In Connecticut, cocaine is commonly abused. Alongside cocaine, heroin is the biggest drug threat in Connecticut, . Heroin abuse continues to be widespread in Connecticut, , affecting suburban and urban areas. In Connecticut, , heroin demand is high and can be accessed easily. Heroin's popularity is partially because of the rising availability of low cost, high purity heroin, which can be effectively snorted or smoked instead of injected. On the street, heroin is sold in small glassine bags with some form of marking or brand name stated on the package.

Most of the Connecticut's commercial grade marijuana comes from Mexico or southwestern America. MDMA (ecstasy) is commonly available and abused in Connecticut, ; it is a popular drug choice among college age individuals. Current investigations show that the diversion of Vicodin and oxycodone products (OxyContin) remains an issue in Connecticut, .

Per 2004-2005 statistics from the National Survey on Drug Use and Health (NSDUH), 262,000 Connecticut, citizens ages 12 or older admitted to prior month use of an illegal drug. More 2004-2005 NSDUH results reflect that 98,000 Connecticut, citizens reported illegal drug abuse or dependence within the prior year. A 2005 survey reflects that 40 percent of Connecticut, high school students reported using marijuana at least once; half of Connecticut, high school seniors reported lifetime marijuana use. Per 2004-2005 NSDUH data, 34,000 Connecticut, 12-17 year olds stated prior month use of an illegal drug. As of October 31, 2006, in Connecticut, , there were 9,703 full-time law enforcement employees; specifically, 7,875 officers and 1,828 civilians.
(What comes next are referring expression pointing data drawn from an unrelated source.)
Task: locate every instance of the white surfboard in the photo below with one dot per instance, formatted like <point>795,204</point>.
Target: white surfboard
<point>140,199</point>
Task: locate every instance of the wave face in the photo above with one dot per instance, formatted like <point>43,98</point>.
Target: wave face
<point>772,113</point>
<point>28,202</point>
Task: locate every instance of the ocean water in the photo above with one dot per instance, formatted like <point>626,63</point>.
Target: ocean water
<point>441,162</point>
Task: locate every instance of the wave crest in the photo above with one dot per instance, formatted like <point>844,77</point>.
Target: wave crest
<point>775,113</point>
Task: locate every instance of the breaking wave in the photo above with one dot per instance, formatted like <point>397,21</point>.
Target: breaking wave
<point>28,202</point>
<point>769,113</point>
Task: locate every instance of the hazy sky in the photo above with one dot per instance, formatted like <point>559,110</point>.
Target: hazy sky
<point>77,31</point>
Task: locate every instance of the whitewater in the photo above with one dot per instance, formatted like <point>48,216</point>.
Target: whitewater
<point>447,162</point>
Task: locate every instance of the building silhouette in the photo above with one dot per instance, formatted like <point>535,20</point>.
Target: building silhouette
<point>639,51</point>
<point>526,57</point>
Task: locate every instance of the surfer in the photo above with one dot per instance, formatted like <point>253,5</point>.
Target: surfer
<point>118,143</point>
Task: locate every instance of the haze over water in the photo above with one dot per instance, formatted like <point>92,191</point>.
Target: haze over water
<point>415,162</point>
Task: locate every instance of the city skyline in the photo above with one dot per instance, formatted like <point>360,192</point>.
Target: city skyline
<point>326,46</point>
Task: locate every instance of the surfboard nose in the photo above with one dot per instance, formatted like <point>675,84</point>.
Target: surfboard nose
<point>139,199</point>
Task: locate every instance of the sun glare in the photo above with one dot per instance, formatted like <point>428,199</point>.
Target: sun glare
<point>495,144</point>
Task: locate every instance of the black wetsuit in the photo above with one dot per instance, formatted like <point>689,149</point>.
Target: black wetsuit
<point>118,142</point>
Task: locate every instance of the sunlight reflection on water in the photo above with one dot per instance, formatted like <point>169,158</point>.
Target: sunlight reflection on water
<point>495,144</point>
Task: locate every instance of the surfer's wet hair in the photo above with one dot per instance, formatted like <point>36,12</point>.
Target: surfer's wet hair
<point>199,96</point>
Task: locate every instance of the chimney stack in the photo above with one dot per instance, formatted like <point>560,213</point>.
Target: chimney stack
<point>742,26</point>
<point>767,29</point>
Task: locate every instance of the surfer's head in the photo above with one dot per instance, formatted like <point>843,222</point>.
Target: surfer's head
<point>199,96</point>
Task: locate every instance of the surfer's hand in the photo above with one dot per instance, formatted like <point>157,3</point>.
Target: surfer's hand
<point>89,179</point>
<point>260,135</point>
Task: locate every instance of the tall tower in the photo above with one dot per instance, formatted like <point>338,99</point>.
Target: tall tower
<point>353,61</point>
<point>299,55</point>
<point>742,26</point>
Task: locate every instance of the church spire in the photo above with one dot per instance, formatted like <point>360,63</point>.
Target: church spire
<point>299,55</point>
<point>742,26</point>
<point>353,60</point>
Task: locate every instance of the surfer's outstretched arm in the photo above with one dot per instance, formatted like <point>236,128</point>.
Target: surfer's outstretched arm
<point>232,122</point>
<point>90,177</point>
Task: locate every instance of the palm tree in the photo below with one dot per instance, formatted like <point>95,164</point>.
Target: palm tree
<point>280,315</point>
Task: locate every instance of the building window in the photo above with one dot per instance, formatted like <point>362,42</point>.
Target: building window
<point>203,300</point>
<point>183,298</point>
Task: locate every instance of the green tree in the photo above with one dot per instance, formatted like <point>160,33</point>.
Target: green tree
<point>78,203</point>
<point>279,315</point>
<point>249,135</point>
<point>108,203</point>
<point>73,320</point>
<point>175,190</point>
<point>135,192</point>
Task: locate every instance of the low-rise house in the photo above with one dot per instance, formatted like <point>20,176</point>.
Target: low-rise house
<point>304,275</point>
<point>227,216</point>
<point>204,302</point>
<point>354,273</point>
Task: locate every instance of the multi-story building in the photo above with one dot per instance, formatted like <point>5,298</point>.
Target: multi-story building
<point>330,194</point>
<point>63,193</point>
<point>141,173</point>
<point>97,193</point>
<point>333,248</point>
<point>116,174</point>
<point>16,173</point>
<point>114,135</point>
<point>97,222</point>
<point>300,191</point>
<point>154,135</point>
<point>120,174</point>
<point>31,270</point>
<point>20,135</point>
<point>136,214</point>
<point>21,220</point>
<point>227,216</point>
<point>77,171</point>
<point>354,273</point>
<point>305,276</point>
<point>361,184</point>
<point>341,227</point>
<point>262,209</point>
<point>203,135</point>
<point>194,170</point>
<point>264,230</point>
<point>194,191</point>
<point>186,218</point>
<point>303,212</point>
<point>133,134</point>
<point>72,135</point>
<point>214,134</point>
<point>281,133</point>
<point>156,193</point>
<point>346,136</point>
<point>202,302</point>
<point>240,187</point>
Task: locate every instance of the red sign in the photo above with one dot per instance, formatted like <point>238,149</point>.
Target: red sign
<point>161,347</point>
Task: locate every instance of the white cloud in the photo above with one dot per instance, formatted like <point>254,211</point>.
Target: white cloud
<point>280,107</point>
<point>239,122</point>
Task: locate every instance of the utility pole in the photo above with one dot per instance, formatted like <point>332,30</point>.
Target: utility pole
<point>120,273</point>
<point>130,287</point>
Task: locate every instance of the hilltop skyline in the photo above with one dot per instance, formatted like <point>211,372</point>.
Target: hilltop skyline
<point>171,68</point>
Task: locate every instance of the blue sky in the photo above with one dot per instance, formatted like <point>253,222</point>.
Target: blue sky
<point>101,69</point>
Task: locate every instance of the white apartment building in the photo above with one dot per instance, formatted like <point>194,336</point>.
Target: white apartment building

Connecticut, is located near New York City, and is also a key transit and destination drug area. In 2006, the DEA and state and local authorities reported 3 meth lab incidents in Connecticut, . Further, as part of the DEA's Domestic Cannabis Eradication/Suppression Program, there were 1,543 cultivated marijuana plants that were seized and eradicated. In Connecticut, , there were 4 drug courts that had been operating for more at least two years as of April 16, 2007. At that time, there were no more drug courts in existence or being implemented in Connecticut, .

In 2006, 51.1 percent of California defendants who were Federally-sentenced had committed a drug offense; 54 percent of these cases involved crack cocaine. On January 1, 2008, there were 19,438 incarcerated individuals in Connecticut, . Almost 1,800 of the inmates committed a violation, which involved selling a hallucinogenic or narcotic substance.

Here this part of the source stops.